Banks conectó 19 jonrones esa temporada de novato, quedando segundo en la votación al Novato del Año. Nada mal para alguien que una vez había agarrado el bate equivocado en el dugout —más ligero, más delgado, más rápido— y decidió que sentía que el futuro estaba en sus manos. Entonces llegó 1955, la temporada en la que Ernie Banks dejó de ser una joven promesa y se convirtió, casi sin darse cuenta, en leyenda. Cuarenta y cuatro jonrones como campocorto, algo nunca antes visto en el béisbol. Ciento diecisiete carreras impulsadas. Un promedio de .295. Y una aparición en el Juego de las Estrellas, la primera de trece. Conectó grand slams con una especie de violencia alegre, conectando cinco de ellos solo ese año. Un récord que se mantuvo durante décadas. Terminó tercero en la carrera por el MVP, solo detrás de Roy Campanella y Duke Snider, dos gigantes de la época.
Los Cubs no eran nada buenos (72 victorias, 81 derrotas), pero Banks brilló de todos modos, como alguien que se niega a apagar su luz solo porque la habitación a su alrededor se siente un poco oscura.
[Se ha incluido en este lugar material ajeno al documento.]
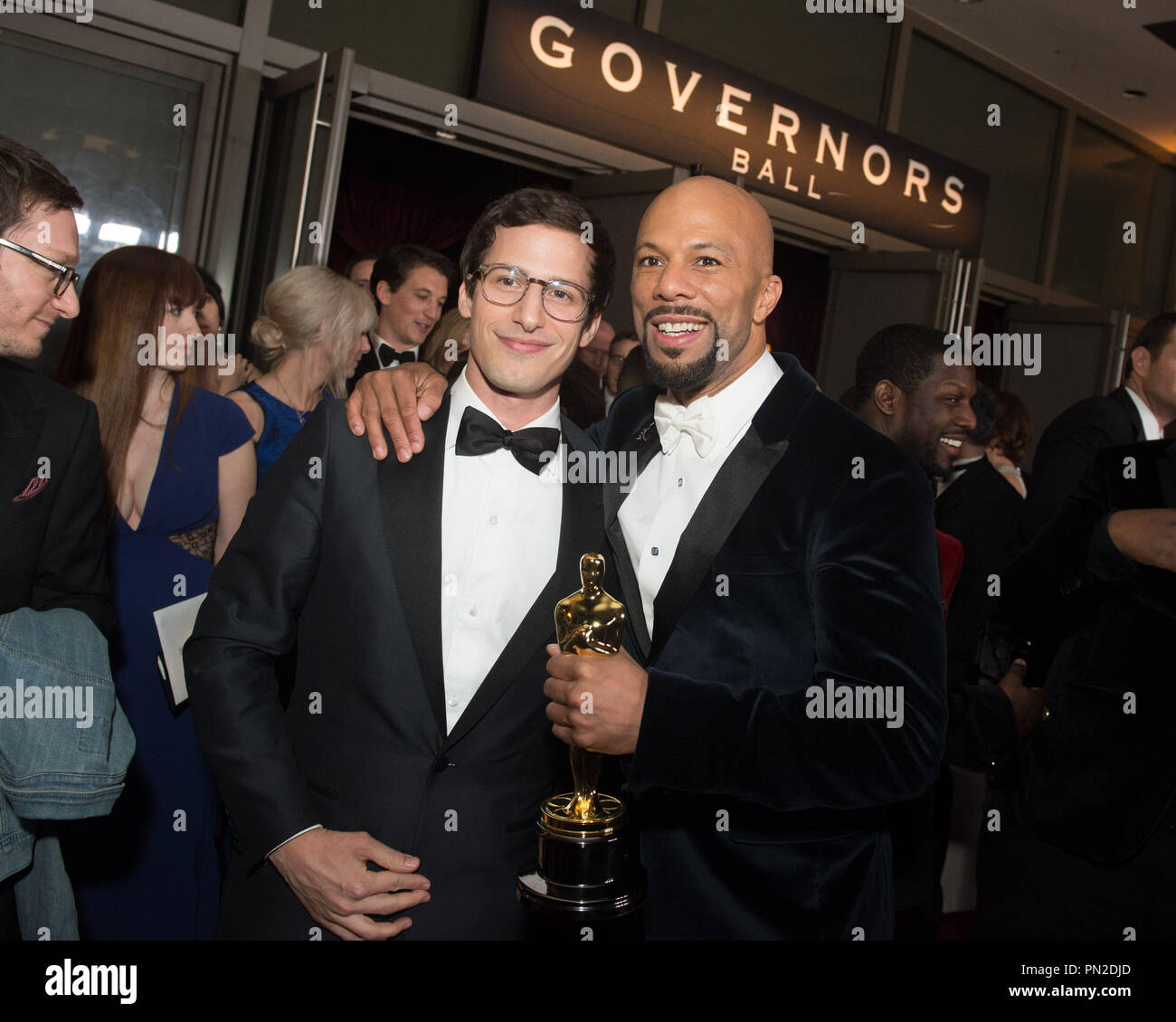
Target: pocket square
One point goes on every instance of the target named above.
(32, 488)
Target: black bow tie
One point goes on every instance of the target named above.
(389, 355)
(480, 434)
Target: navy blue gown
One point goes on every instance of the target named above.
(282, 422)
(149, 870)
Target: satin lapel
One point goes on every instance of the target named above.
(1121, 398)
(580, 528)
(20, 428)
(411, 514)
(1165, 468)
(722, 506)
(646, 443)
(955, 494)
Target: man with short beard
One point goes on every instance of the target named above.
(906, 391)
(772, 549)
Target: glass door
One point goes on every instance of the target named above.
(298, 154)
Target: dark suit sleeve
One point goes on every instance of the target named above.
(877, 621)
(71, 566)
(247, 621)
(1070, 566)
(1065, 455)
(983, 727)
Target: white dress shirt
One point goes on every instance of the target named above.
(1152, 428)
(381, 343)
(500, 535)
(669, 493)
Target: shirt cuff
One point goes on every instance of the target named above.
(289, 840)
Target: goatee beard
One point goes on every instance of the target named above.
(675, 375)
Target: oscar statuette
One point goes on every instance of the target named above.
(586, 875)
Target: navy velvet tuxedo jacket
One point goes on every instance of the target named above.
(756, 819)
(342, 556)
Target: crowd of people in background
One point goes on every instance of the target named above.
(1055, 582)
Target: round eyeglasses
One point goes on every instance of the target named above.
(67, 275)
(506, 285)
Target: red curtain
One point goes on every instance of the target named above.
(372, 215)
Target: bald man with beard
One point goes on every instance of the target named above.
(784, 674)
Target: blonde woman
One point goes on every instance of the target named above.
(308, 344)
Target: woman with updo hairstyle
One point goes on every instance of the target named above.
(307, 345)
(180, 470)
(1010, 439)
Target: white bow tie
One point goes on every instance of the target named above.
(698, 422)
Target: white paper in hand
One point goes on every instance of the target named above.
(175, 625)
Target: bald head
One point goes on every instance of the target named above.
(702, 285)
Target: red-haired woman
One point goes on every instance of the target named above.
(180, 470)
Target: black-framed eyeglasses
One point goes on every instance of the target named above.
(506, 285)
(67, 275)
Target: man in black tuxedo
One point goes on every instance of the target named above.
(980, 508)
(1086, 847)
(52, 531)
(410, 284)
(416, 717)
(777, 556)
(1137, 411)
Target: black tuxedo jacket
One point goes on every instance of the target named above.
(1068, 449)
(1101, 775)
(756, 819)
(342, 554)
(987, 516)
(52, 488)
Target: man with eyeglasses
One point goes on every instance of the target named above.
(414, 752)
(52, 533)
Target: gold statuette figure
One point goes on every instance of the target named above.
(589, 622)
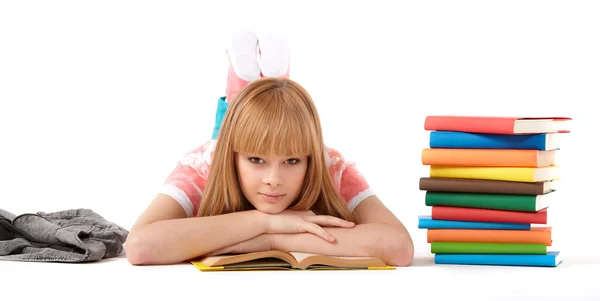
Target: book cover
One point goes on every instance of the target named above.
(536, 235)
(487, 248)
(551, 259)
(511, 202)
(426, 222)
(488, 157)
(498, 124)
(485, 186)
(489, 215)
(449, 139)
(282, 260)
(515, 174)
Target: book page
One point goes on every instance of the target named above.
(301, 256)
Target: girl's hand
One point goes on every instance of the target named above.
(292, 221)
(257, 244)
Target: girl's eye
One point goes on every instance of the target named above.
(293, 161)
(255, 160)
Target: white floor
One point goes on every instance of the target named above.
(575, 279)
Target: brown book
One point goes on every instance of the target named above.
(484, 186)
(281, 260)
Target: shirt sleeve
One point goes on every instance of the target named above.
(352, 185)
(187, 181)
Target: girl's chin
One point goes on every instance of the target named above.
(270, 208)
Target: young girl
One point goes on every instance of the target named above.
(267, 181)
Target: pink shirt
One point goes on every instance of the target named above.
(187, 181)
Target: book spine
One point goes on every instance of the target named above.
(512, 202)
(480, 157)
(487, 248)
(480, 186)
(489, 215)
(537, 236)
(535, 260)
(517, 174)
(467, 140)
(472, 124)
(429, 223)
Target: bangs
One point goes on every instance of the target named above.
(274, 125)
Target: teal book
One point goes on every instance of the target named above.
(552, 259)
(487, 248)
(450, 139)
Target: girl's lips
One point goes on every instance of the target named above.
(271, 197)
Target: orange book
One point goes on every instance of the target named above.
(537, 235)
(488, 157)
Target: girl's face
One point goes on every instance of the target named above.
(270, 183)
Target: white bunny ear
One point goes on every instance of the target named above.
(274, 55)
(242, 49)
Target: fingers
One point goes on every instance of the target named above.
(317, 230)
(326, 220)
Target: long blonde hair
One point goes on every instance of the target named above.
(271, 116)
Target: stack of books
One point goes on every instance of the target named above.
(490, 188)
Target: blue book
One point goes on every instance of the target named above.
(426, 222)
(442, 139)
(552, 259)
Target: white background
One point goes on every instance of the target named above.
(98, 100)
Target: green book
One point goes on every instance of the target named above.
(510, 202)
(487, 248)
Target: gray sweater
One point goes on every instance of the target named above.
(75, 235)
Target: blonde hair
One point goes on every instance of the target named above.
(271, 116)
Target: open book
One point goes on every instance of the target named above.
(281, 260)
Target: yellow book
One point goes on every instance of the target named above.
(515, 174)
(287, 261)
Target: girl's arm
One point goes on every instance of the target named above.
(378, 233)
(165, 235)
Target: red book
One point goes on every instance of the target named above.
(498, 124)
(489, 215)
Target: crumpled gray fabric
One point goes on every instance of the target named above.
(75, 235)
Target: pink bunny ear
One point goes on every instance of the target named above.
(243, 61)
(274, 50)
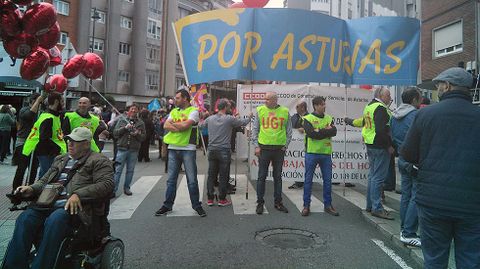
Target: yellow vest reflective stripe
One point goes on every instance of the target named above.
(368, 130)
(78, 121)
(323, 146)
(34, 136)
(273, 125)
(189, 136)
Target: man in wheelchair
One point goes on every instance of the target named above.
(80, 175)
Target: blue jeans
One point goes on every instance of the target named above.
(379, 160)
(439, 229)
(275, 156)
(325, 162)
(45, 161)
(218, 165)
(408, 207)
(130, 158)
(175, 160)
(55, 225)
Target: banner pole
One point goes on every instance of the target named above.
(345, 141)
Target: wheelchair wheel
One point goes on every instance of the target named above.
(113, 255)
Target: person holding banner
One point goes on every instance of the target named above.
(182, 139)
(271, 134)
(319, 130)
(443, 143)
(376, 135)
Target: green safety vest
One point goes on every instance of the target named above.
(368, 130)
(273, 125)
(181, 139)
(34, 136)
(323, 146)
(78, 121)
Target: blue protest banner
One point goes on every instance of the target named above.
(297, 46)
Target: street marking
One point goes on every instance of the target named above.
(391, 254)
(296, 196)
(124, 206)
(242, 206)
(354, 197)
(182, 206)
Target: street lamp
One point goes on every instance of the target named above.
(95, 17)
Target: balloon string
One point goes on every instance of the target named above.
(105, 99)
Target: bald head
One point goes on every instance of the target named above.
(383, 94)
(271, 100)
(83, 105)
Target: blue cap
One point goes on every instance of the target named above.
(456, 76)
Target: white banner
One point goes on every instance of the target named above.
(350, 162)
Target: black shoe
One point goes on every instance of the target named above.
(162, 211)
(281, 207)
(259, 208)
(201, 212)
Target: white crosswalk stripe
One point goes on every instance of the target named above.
(241, 205)
(183, 206)
(124, 206)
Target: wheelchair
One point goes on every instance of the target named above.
(87, 246)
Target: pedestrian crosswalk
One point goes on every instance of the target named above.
(243, 201)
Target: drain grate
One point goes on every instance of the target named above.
(288, 238)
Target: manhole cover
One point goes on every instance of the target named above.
(287, 238)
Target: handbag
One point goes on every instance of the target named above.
(49, 195)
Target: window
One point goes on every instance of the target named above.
(153, 53)
(97, 44)
(102, 16)
(153, 29)
(124, 76)
(124, 48)
(62, 7)
(63, 38)
(152, 79)
(155, 6)
(126, 22)
(448, 39)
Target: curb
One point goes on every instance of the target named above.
(392, 235)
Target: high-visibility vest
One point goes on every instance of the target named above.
(368, 130)
(189, 136)
(34, 136)
(323, 146)
(91, 123)
(273, 125)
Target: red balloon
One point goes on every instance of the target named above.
(255, 3)
(10, 19)
(74, 66)
(93, 69)
(22, 2)
(39, 18)
(237, 5)
(21, 45)
(57, 83)
(55, 56)
(50, 39)
(34, 65)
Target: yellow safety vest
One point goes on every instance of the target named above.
(34, 136)
(273, 125)
(181, 139)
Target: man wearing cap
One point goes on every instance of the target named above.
(82, 118)
(85, 174)
(443, 143)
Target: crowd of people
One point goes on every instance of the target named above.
(436, 148)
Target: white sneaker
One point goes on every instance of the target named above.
(411, 241)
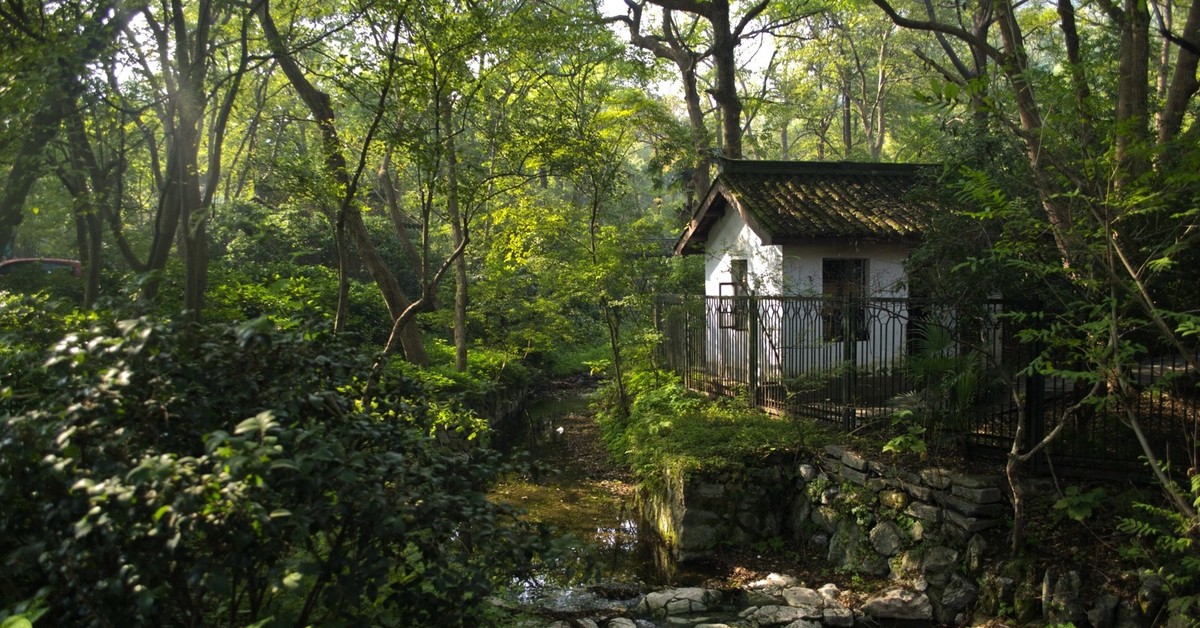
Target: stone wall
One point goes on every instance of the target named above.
(861, 515)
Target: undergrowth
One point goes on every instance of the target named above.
(672, 430)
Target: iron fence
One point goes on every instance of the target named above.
(855, 364)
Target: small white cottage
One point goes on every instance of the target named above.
(835, 233)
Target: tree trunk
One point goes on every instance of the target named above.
(457, 228)
(1133, 99)
(318, 103)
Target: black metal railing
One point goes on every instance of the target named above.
(855, 363)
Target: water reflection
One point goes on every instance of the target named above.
(577, 491)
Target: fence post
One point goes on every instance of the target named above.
(850, 359)
(1035, 410)
(753, 348)
(688, 340)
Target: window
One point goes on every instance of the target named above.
(736, 297)
(844, 283)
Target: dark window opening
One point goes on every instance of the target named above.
(844, 283)
(736, 297)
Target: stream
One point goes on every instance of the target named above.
(575, 488)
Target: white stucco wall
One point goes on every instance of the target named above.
(733, 239)
(885, 267)
(793, 336)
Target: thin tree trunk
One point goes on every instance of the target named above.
(457, 228)
(349, 216)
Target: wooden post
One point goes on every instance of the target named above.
(850, 357)
(753, 348)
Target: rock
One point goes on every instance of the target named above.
(893, 500)
(1103, 612)
(958, 597)
(831, 593)
(929, 514)
(697, 539)
(826, 518)
(970, 525)
(1127, 616)
(775, 581)
(1060, 599)
(802, 509)
(937, 478)
(997, 593)
(886, 538)
(905, 566)
(979, 496)
(803, 623)
(1151, 594)
(781, 615)
(838, 617)
(846, 546)
(917, 532)
(976, 482)
(1027, 599)
(679, 600)
(937, 564)
(899, 604)
(803, 597)
(969, 508)
(756, 597)
(853, 476)
(917, 491)
(977, 548)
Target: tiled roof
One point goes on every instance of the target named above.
(787, 201)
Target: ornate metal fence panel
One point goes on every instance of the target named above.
(856, 363)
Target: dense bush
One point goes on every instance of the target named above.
(671, 429)
(169, 473)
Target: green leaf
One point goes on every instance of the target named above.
(259, 423)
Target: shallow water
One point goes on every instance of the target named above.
(575, 490)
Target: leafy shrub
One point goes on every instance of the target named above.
(491, 386)
(1169, 540)
(172, 473)
(673, 430)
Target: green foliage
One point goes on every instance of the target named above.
(1167, 539)
(490, 387)
(911, 438)
(169, 473)
(672, 430)
(1078, 504)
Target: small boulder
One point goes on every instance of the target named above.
(900, 604)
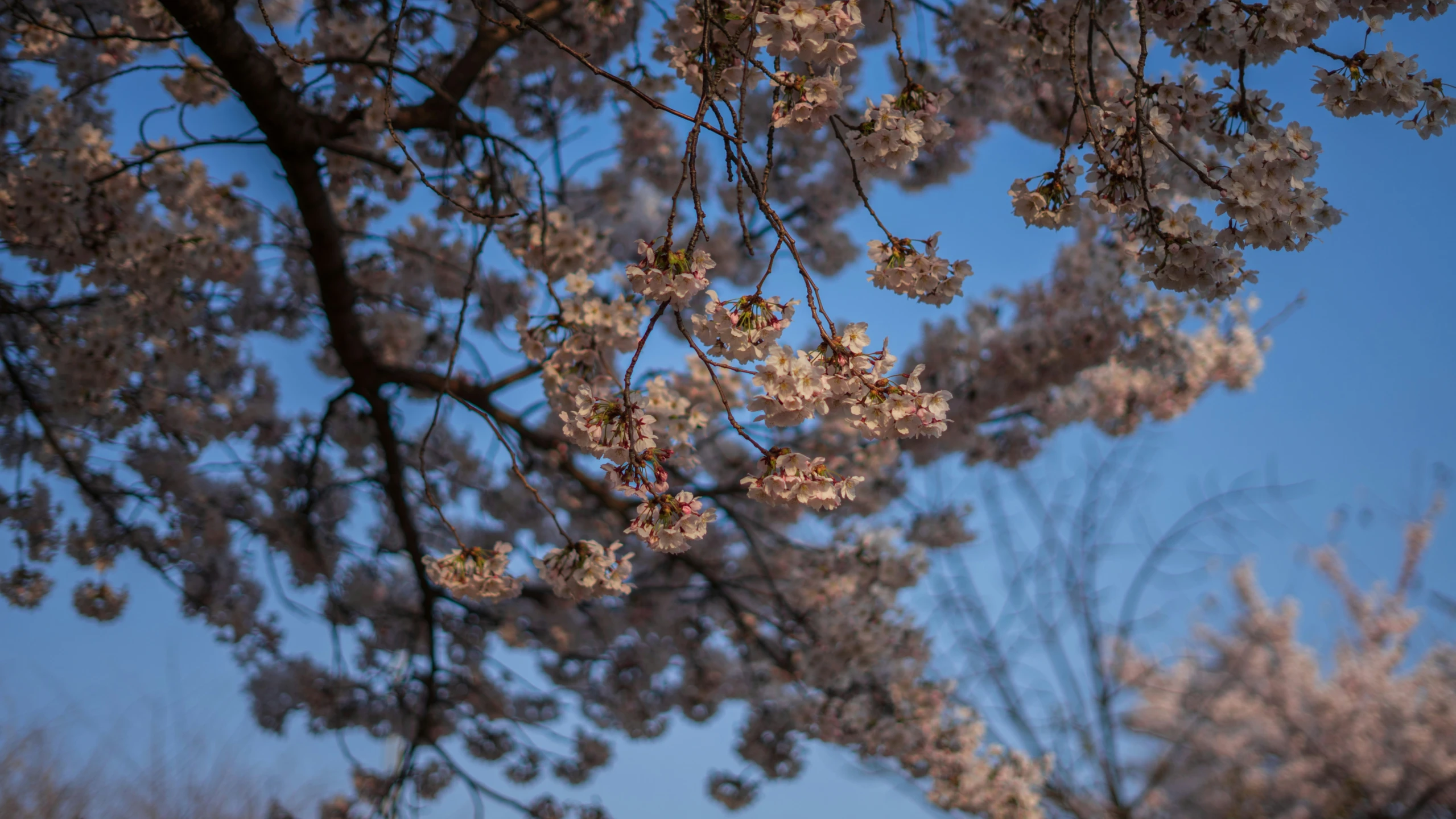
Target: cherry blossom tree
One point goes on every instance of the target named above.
(509, 460)
(1054, 616)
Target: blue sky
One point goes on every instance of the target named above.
(1358, 399)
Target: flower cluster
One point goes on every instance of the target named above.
(666, 523)
(1256, 710)
(925, 277)
(556, 245)
(741, 329)
(1053, 202)
(1385, 82)
(816, 35)
(790, 478)
(806, 102)
(798, 384)
(585, 570)
(475, 574)
(613, 428)
(794, 384)
(670, 275)
(708, 51)
(1270, 191)
(899, 127)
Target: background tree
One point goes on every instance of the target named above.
(1059, 616)
(414, 139)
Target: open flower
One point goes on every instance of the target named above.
(666, 523)
(585, 569)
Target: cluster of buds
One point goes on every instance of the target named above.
(926, 277)
(670, 275)
(666, 521)
(793, 478)
(585, 569)
(613, 428)
(475, 574)
(900, 127)
(744, 328)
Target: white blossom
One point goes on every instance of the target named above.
(741, 329)
(475, 574)
(922, 275)
(667, 523)
(585, 569)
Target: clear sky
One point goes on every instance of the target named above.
(1358, 398)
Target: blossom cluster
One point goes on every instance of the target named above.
(816, 35)
(666, 523)
(475, 574)
(896, 130)
(1387, 82)
(806, 102)
(800, 384)
(1053, 202)
(556, 243)
(922, 275)
(793, 478)
(741, 329)
(585, 569)
(708, 53)
(1256, 710)
(670, 275)
(615, 428)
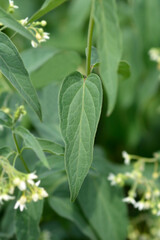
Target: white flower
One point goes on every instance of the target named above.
(34, 44)
(11, 190)
(24, 21)
(5, 197)
(129, 175)
(21, 203)
(44, 37)
(154, 54)
(35, 197)
(126, 157)
(140, 205)
(112, 178)
(37, 183)
(129, 200)
(20, 184)
(43, 23)
(31, 177)
(11, 4)
(43, 193)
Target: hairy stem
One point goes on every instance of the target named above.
(89, 41)
(19, 152)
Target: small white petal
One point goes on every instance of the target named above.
(34, 44)
(129, 200)
(37, 183)
(35, 197)
(22, 186)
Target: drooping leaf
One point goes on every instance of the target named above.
(45, 8)
(51, 147)
(27, 222)
(70, 211)
(109, 47)
(31, 142)
(80, 107)
(124, 70)
(13, 24)
(103, 207)
(12, 67)
(5, 119)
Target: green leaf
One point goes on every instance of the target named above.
(109, 47)
(80, 107)
(11, 65)
(103, 207)
(10, 22)
(46, 7)
(70, 61)
(27, 222)
(124, 70)
(63, 207)
(5, 119)
(33, 59)
(6, 152)
(31, 142)
(51, 147)
(94, 57)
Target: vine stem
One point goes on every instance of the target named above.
(89, 40)
(19, 152)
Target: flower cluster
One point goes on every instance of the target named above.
(26, 183)
(37, 30)
(154, 54)
(12, 7)
(144, 193)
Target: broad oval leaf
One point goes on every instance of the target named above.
(5, 119)
(31, 142)
(12, 67)
(80, 107)
(46, 7)
(13, 24)
(109, 47)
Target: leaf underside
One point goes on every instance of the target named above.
(80, 106)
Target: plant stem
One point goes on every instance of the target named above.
(19, 152)
(89, 41)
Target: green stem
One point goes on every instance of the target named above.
(19, 152)
(89, 41)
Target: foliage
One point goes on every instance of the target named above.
(79, 83)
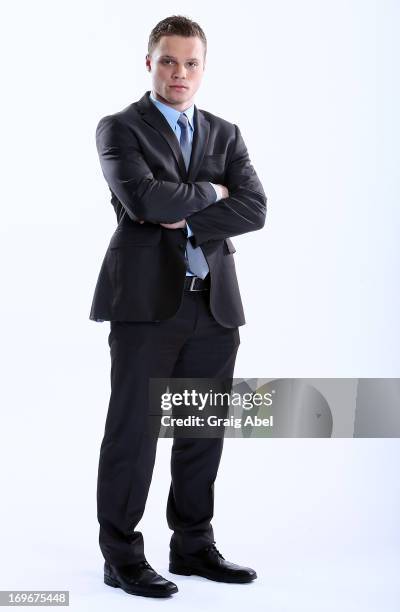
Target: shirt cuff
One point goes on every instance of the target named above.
(218, 192)
(188, 230)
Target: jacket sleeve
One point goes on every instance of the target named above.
(244, 210)
(131, 180)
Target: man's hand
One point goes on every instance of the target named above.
(224, 191)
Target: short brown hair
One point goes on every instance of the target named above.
(176, 25)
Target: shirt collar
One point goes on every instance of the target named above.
(171, 114)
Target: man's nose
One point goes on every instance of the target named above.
(180, 72)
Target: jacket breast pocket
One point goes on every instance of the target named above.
(213, 167)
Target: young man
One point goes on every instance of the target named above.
(181, 184)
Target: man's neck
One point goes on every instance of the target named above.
(177, 107)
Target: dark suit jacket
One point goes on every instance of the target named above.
(143, 271)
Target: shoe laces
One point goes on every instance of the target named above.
(145, 564)
(214, 549)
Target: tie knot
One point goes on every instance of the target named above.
(183, 120)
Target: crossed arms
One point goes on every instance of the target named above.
(144, 197)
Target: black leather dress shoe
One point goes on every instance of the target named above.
(209, 563)
(138, 579)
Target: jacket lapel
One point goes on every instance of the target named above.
(156, 119)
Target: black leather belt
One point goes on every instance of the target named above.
(195, 283)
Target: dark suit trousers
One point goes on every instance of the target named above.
(190, 344)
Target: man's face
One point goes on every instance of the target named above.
(176, 60)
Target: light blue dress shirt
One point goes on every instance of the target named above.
(172, 117)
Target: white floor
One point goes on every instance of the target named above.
(317, 519)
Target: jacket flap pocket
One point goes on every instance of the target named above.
(229, 246)
(139, 236)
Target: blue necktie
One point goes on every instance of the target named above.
(197, 263)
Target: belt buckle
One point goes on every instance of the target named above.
(192, 282)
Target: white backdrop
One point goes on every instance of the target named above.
(312, 86)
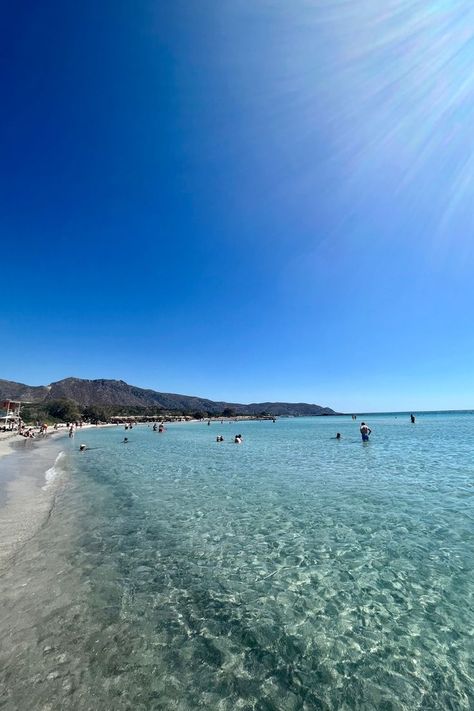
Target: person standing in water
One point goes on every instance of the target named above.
(365, 431)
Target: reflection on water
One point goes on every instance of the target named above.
(292, 572)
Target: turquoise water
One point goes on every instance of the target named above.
(291, 572)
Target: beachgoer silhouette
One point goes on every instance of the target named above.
(365, 431)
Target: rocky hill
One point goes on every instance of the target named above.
(117, 392)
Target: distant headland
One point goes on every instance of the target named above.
(113, 397)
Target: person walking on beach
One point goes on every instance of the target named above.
(365, 431)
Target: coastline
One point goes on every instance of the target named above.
(30, 477)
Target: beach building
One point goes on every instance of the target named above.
(11, 417)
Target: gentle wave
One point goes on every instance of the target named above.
(53, 472)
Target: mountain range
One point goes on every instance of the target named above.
(117, 392)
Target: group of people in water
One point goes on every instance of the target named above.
(365, 430)
(237, 439)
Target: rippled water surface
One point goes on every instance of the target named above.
(291, 572)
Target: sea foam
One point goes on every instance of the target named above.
(53, 472)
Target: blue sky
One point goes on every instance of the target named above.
(244, 201)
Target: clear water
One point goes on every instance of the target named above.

En 1956, una infección en la mano finalmente lo frenó, rompiendo su racha de 424 juegos consecutivos. Para alguien que jugaba con tanto entusiasmo, sentarse en la banca debió sentirse como un castigo. Aun así, terminó con 28 jonrones, 85 carreras impulsadas y un promedio de bateo de .297. Al año siguiente: 43 jonrones. 102 carreras impulsadas. .285. Solo números en una página hasta que imaginas el chasquido del bate resonando en una calurosa tarde de Chicago, la forma en que los aficionados se inclinaban hacia adelante cuando Banks se acercaba al plato porque sabían, de verdad, que todo era posible.
Pero la verdadera magia llegó en el 58 y el 59.
Premios al Jugador Más Valioso (MVP) consecutivos. El primer jugador de la Liga Nacional en lograrlo. El primer MVP de la historia en provenir de un equipo perdedor. Piénsenlo. Los votantes vieron a un equipo que se hundía por debajo de .500 y aun así señalaron a Ernie Banks y dijeron: "Ahí tienes. Es el mejor que tenemos".
Cuarenta y siete jonrones en el 58, su mejor marca personal, y un promedio de bateo de .313. Luego, 45 jonrones más en el 59, bateando .304. Levantó a los Cubs hasta el límite de su bate, arrastrándolos hacia la respetabilidad incluso cuando la clasificación se negaba a cambiar mucho.
Un hombre que cambió el béisbol sin siquiera alzar la voz.
Un hombre que jugó el béisbol como si fuera un regalo que no podía creer que le hubieran permitido abrir.
Y de alguna manera, cada vez que pisaba ese campo, Chicago sentía lo mismo.